Families have been booked on chartered flights to Perth.
Najib said a type of analysis never used before had been able to shed more light on the plane's flight path.
In Beijing, where relatives of the missing had gathered to hear the latest update, screams could be heard as the news was delivered.
In a separate statement, Malaysia Airlines said its "prayers go out to all the loved ones... at this enormously painful time".
"We know there are no words that we or anyone else can say which can ease your pain."
The airline said it hoped the continued search would provide more answers.
Prime Minister Tony Abbott told the Australian parliament on Monday night that a RAAF P-3 Orion aircraft had located two new objects at about 2.45pm local time on Monday.
Abbott said the Australian Maritime Safety Authority had advised him the Orion crew had seen a grey or green circular object as well as an orange rectangular object, both of which are separate to the objects spotted by a Chinese aircraft, in the Indian Ocean.
Abbott said he did not know if the objects were from the Malaysian Airlines MH370 flight, but recovery efforts continued.
HMAS Success is on the scene and is trying to recover the objects, while a US navy Poseidon aircraft, as well as a second Australian Orion and a Japanese Orion aircraft were en route to the area.
"We don't know whether any of these objects are from MH370, they could be flotsam, nevertheless we are hopeful we can recover these objects and that will take us a step closer to resolving this tragic mystery,'' he said.
Malaysia’s Defence Minister Hishammuddin Hussein said the vessel could reach them within a few hours or by Tuesday morning.
The objects identified by the RAAF P-3 Orion are different to the objects reported by the Chinese Ilyushin IL-76 to AMSA earlier today.
Earlier tonight, the Australian Maritime Safety Authority had tweeted that a US Navy aircraft did not manage to spot objects first seen by the crew of the Chinese search plane looking for flight MH370.
The Chinese crew had spotted "suspicious objects" floating in the southern Indian Ocean as they headed back to Perth from the search area, according to official news agency Xinhua.
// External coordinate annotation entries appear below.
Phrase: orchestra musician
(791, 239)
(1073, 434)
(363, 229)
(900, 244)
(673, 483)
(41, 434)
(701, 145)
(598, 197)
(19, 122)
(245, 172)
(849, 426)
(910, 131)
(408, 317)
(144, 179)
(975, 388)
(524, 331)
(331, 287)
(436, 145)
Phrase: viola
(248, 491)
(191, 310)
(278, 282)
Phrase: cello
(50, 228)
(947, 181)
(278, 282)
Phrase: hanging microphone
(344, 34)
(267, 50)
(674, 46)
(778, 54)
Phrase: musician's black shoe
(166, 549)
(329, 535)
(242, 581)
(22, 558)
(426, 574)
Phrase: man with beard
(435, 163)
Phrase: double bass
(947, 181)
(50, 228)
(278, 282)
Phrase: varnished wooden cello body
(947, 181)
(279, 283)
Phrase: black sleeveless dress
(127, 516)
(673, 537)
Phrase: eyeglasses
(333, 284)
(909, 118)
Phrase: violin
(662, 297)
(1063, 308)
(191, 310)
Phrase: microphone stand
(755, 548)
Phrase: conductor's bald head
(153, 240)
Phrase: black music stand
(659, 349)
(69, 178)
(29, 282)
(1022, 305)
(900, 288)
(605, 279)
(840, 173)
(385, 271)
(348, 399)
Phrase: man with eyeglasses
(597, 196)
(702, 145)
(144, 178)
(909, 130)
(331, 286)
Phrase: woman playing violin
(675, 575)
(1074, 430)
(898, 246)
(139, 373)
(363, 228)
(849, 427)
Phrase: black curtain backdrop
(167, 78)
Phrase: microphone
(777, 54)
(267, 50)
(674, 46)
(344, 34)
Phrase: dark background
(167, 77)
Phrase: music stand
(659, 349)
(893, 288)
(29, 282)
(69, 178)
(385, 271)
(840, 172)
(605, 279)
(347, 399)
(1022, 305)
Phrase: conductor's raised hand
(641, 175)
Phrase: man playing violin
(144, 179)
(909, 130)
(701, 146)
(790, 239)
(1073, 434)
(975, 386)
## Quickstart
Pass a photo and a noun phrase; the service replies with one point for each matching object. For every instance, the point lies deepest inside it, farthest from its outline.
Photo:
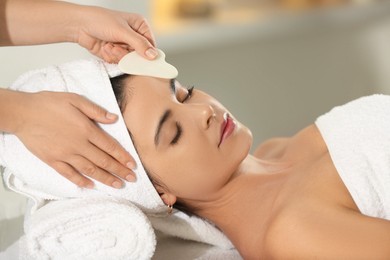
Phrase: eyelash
(178, 126)
(178, 134)
(189, 94)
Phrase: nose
(204, 114)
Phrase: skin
(60, 128)
(286, 201)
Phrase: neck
(247, 202)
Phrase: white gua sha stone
(134, 64)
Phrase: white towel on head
(88, 228)
(357, 135)
(26, 174)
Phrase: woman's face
(190, 142)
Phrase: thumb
(93, 111)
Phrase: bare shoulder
(327, 233)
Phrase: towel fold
(26, 174)
(357, 135)
(88, 228)
(192, 228)
(75, 216)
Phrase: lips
(227, 128)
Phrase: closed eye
(189, 93)
(179, 131)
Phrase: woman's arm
(329, 234)
(57, 128)
(105, 33)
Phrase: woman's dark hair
(119, 86)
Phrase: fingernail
(117, 184)
(151, 53)
(131, 177)
(131, 165)
(110, 116)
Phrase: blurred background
(277, 65)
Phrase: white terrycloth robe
(358, 139)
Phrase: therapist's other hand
(111, 34)
(58, 129)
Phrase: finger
(117, 52)
(87, 168)
(107, 163)
(110, 146)
(72, 175)
(140, 25)
(93, 111)
(106, 53)
(141, 44)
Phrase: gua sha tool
(134, 64)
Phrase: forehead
(146, 99)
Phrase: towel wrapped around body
(88, 228)
(357, 135)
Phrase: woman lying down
(322, 193)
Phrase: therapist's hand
(57, 128)
(111, 34)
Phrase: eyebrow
(165, 116)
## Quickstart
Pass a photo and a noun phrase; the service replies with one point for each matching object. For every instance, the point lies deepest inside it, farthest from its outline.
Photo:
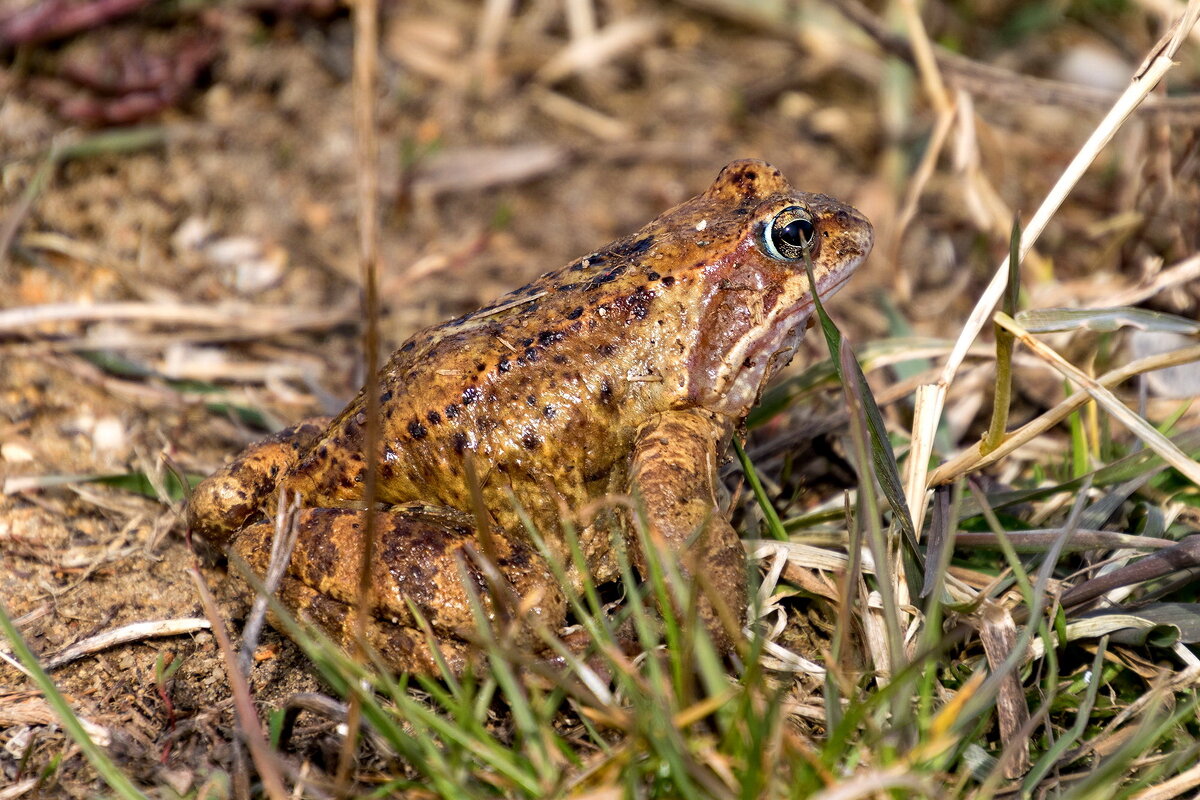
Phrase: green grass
(910, 704)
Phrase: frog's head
(750, 293)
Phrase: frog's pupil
(797, 233)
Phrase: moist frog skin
(623, 373)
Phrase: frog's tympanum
(622, 374)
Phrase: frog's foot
(221, 503)
(673, 470)
(423, 563)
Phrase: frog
(592, 405)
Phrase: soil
(496, 166)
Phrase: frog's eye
(790, 233)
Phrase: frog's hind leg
(402, 648)
(423, 561)
(222, 503)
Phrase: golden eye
(790, 233)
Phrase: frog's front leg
(222, 503)
(425, 559)
(673, 470)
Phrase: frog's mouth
(763, 350)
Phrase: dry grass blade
(1140, 427)
(265, 759)
(931, 400)
(243, 317)
(585, 54)
(999, 637)
(1183, 555)
(973, 459)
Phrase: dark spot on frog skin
(634, 248)
(605, 277)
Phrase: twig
(132, 632)
(972, 458)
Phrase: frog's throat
(732, 384)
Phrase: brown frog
(622, 374)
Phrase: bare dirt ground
(503, 157)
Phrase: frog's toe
(402, 648)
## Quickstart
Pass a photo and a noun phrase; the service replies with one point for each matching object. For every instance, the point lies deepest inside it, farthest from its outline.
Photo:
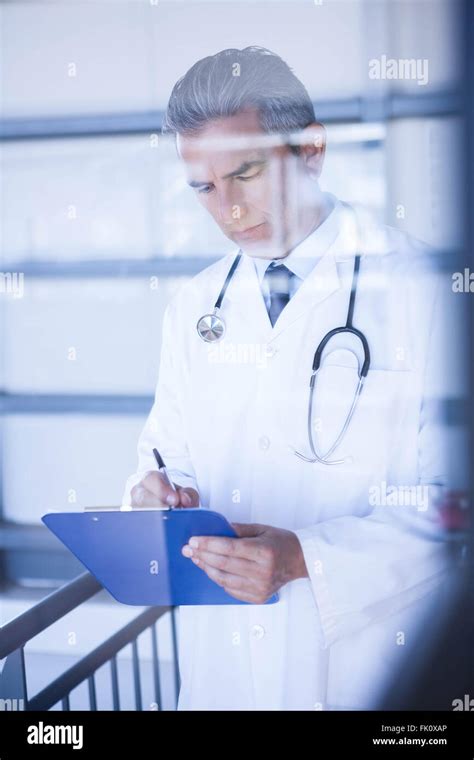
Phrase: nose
(229, 207)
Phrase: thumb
(188, 497)
(248, 530)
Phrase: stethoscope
(211, 328)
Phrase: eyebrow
(242, 169)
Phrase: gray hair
(234, 80)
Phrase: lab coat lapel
(245, 294)
(321, 283)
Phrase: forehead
(227, 140)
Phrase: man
(348, 563)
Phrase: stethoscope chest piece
(210, 327)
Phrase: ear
(313, 148)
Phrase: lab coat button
(257, 632)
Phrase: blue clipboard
(136, 555)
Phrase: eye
(246, 179)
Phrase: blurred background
(96, 215)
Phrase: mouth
(252, 233)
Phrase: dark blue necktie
(278, 277)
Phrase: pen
(162, 469)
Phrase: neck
(315, 215)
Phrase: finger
(234, 565)
(188, 497)
(246, 548)
(248, 530)
(233, 585)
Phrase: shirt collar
(304, 256)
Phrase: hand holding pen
(156, 490)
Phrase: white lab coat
(224, 418)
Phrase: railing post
(13, 693)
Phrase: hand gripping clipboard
(136, 554)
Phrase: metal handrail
(15, 634)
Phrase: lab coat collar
(304, 256)
(322, 281)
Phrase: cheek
(259, 195)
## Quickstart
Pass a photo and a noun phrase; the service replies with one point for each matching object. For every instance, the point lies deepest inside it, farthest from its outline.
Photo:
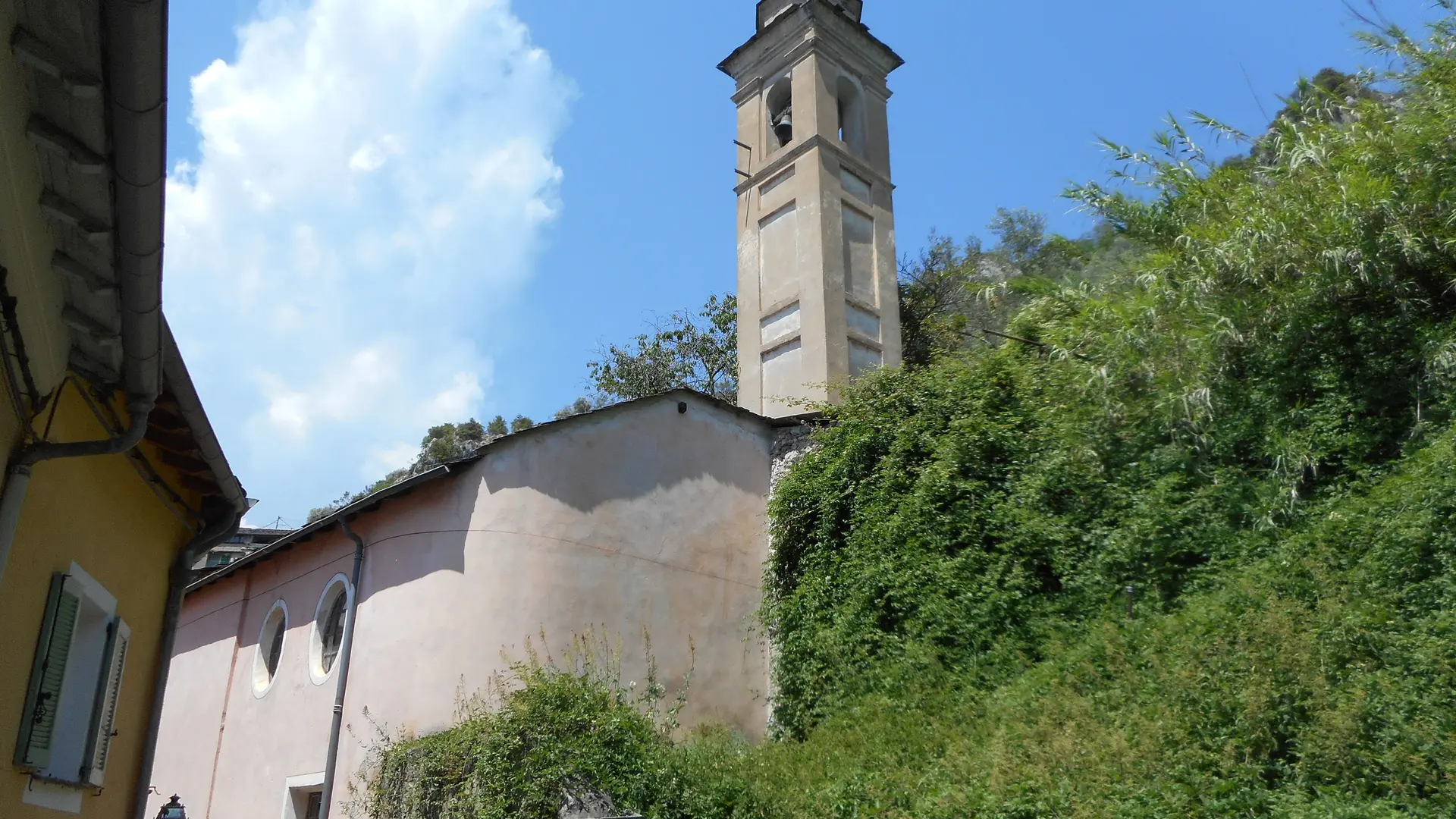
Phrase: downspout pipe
(221, 529)
(346, 651)
(136, 69)
(18, 479)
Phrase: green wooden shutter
(33, 751)
(104, 714)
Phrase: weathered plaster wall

However, a US Navy P8 Poseidon was unable to find it again.
The Chinese crew has reported the co-ordinates to the Australian command centre as well as Chinese icebreaker Xuelong, which is en route to the sea area. Reports indicate the floating objects include "white and rectangular" items.
The Chinese Air Force Ilyushin Il-76 plane took off on Monday morning from RAAF Base Pearce, in the first Chinese air search operation since two of its military aircraft arrived in Perth on Saturday.
At the request of the Australian air force, one Australian pilot was on board the Chinese plane to join the search, Xinhua reported.
The focus of the multinational search has shifted to the southern Indian Ocean after Australia said that satellite imagery identified suspicious debris that might be linked to the missing plane in waters some 2400 km from Perth.
China and France have since released further satellite imagery over the weekend showing suspicious objects in the same region which could be linked to the missing Malaysia Airlines flight.
The Indian Ocean search is now in its fourth day.
The Royal New Zealand Air Force would re-join the search at first light, flying officer Deborah Haines told Seven Sharp on Monday evening.
They were flying about 10-and-a-half to 11 hours each day, she said.
"We're confident that whatever area we search, if there's something, our aircraft will find it," she said.
"As a crew we just want to do the best we can to get to a conclusion."